Australian contemporary artist

Marty Baptist (born 1975 in Queensland, Australia) is a contemporary artist. His work has been exhibited internationally.

==Career==

Baptist grew up skateboarding and began painting at an early age, but didn’t pursue it until he had a skateboard injury. He then studied visual art at Morningside College of Art in Queensland, Australia. He moved to Sydney, Australia to exhibit his work and then later moved to New Zealand for a few years where he worked on his craft.

On a commercial level he has collaborated with Oakley, Inc. and has been commissioned to work on such labels as Cliché skateboards and Vans Shoes.

In 2002 early in his career he was asked to exhibit with Space Invader and Lance Mountain in which huge light boxes where placed on the walls of the famous Hosier Lane in Melbourne Australia. His zine "Shadows of the mess you made" is held in the National Library of Australia.

In 2015 Baptist exhibited at Mountain Sounds Festival. and at the old Starland Dairy.

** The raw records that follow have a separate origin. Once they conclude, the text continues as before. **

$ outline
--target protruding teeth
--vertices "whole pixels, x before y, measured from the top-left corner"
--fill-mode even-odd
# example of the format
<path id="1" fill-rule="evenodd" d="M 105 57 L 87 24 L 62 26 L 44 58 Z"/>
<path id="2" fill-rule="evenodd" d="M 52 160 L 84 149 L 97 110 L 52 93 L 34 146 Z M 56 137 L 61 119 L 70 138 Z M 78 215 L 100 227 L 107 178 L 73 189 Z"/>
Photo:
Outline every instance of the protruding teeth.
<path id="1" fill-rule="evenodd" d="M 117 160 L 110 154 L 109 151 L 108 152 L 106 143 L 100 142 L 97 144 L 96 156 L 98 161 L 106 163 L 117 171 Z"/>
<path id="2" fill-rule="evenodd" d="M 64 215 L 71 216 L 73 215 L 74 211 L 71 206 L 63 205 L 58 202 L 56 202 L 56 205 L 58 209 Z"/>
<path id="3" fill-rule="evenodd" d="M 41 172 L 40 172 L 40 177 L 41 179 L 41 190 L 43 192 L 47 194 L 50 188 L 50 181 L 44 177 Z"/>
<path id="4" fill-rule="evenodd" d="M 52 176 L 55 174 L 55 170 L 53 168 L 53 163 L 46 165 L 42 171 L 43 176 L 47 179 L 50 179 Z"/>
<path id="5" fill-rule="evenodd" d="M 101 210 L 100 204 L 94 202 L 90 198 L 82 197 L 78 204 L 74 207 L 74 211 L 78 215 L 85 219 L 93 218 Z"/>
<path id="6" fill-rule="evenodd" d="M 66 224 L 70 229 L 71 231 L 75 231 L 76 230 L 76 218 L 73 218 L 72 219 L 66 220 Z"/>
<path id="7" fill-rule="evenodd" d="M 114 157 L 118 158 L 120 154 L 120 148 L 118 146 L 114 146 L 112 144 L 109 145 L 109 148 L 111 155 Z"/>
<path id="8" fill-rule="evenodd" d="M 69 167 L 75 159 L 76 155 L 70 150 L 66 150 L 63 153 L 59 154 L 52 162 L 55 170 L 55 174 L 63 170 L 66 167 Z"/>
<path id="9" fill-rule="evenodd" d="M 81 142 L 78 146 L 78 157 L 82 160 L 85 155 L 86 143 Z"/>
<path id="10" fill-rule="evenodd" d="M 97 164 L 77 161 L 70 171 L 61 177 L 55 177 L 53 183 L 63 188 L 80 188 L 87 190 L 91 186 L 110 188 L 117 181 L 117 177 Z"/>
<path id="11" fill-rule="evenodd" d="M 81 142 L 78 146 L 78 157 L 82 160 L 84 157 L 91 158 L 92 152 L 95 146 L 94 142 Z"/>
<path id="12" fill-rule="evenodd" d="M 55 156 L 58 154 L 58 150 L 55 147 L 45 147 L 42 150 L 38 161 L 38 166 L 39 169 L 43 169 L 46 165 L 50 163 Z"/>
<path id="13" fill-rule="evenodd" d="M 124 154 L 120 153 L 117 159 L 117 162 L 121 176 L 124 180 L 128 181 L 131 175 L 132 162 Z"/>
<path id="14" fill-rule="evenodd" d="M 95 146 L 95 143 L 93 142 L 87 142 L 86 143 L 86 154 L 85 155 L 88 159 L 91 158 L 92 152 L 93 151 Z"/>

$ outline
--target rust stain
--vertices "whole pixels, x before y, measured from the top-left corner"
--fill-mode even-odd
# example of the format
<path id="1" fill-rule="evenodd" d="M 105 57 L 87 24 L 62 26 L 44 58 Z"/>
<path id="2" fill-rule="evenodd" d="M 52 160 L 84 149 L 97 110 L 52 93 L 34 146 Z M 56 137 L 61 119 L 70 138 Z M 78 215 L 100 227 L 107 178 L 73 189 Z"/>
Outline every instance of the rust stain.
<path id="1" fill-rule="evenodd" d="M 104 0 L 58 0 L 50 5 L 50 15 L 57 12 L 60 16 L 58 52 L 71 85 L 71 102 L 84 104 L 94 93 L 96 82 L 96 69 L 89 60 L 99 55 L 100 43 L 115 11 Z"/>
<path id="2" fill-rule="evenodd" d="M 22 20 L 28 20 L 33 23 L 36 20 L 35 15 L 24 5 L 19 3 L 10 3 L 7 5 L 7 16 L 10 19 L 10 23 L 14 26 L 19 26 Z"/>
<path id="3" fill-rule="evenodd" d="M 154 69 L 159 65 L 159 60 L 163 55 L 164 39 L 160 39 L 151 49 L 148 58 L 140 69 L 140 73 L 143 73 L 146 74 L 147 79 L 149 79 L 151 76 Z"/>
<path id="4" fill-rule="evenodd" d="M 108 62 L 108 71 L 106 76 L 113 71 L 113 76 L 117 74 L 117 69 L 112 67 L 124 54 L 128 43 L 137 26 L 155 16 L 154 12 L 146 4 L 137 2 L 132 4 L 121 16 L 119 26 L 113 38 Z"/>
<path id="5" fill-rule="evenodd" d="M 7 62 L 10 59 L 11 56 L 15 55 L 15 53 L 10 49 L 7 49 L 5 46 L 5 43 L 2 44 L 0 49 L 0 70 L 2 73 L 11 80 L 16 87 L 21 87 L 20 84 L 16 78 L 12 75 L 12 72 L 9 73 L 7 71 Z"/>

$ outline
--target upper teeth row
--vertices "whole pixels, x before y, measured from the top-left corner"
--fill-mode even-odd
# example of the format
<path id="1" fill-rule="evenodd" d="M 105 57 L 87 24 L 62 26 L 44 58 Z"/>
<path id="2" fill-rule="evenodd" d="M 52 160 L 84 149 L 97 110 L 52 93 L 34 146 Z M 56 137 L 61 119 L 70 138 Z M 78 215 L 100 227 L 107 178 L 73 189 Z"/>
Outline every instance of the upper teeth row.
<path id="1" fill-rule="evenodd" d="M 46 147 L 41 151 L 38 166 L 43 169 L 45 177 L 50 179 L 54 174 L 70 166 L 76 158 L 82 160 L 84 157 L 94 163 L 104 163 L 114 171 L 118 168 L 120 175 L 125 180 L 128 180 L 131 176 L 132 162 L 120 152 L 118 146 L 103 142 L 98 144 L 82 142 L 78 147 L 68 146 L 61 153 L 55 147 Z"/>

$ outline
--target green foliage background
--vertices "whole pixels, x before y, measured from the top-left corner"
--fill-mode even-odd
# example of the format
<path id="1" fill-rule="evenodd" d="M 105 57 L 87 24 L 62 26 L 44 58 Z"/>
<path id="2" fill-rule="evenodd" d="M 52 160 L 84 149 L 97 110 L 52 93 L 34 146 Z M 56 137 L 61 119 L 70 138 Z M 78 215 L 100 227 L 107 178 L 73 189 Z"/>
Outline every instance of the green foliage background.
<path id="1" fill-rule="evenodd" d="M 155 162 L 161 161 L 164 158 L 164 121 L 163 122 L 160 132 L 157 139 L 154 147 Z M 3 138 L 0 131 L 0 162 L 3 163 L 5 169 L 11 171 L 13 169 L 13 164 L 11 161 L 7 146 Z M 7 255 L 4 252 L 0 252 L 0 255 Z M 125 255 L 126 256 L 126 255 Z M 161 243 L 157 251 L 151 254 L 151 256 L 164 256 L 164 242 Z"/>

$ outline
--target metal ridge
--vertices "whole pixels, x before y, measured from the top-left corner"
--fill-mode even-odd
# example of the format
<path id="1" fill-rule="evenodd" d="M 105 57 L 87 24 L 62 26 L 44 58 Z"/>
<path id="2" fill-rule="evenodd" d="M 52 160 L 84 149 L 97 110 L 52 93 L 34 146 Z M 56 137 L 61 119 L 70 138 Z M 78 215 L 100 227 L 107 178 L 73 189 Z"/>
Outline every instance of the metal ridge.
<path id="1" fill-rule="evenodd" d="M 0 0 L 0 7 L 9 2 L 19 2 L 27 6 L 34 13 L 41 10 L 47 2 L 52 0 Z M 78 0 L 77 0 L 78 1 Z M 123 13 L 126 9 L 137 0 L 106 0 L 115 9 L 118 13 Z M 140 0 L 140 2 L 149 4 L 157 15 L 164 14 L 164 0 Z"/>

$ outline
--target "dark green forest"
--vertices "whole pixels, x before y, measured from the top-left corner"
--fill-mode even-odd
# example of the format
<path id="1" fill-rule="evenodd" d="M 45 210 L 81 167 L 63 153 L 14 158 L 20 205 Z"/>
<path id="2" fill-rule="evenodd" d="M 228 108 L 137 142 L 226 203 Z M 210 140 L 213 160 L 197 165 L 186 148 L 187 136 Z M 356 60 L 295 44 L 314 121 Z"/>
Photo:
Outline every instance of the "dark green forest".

Baptist is living back in Sydney and currently working from his North Sydney studio.

==Work==

His paintings are a mix of astute observations and out loud thoughts. The work has a dark sense of humour that he matches off against the everyday. His imagery ranges from oblique pop culture references to loose figurative observations. Baptist’s use of text gives the work another dimension of overture often at times making it hard to understand whether his remarks are made honestly or in jest. Baptist’s work questions how we live our daily lives. Often stating the obvious he creates an air of uncertainty around the simplest of things. Often described by his peers as "the artist's, artist".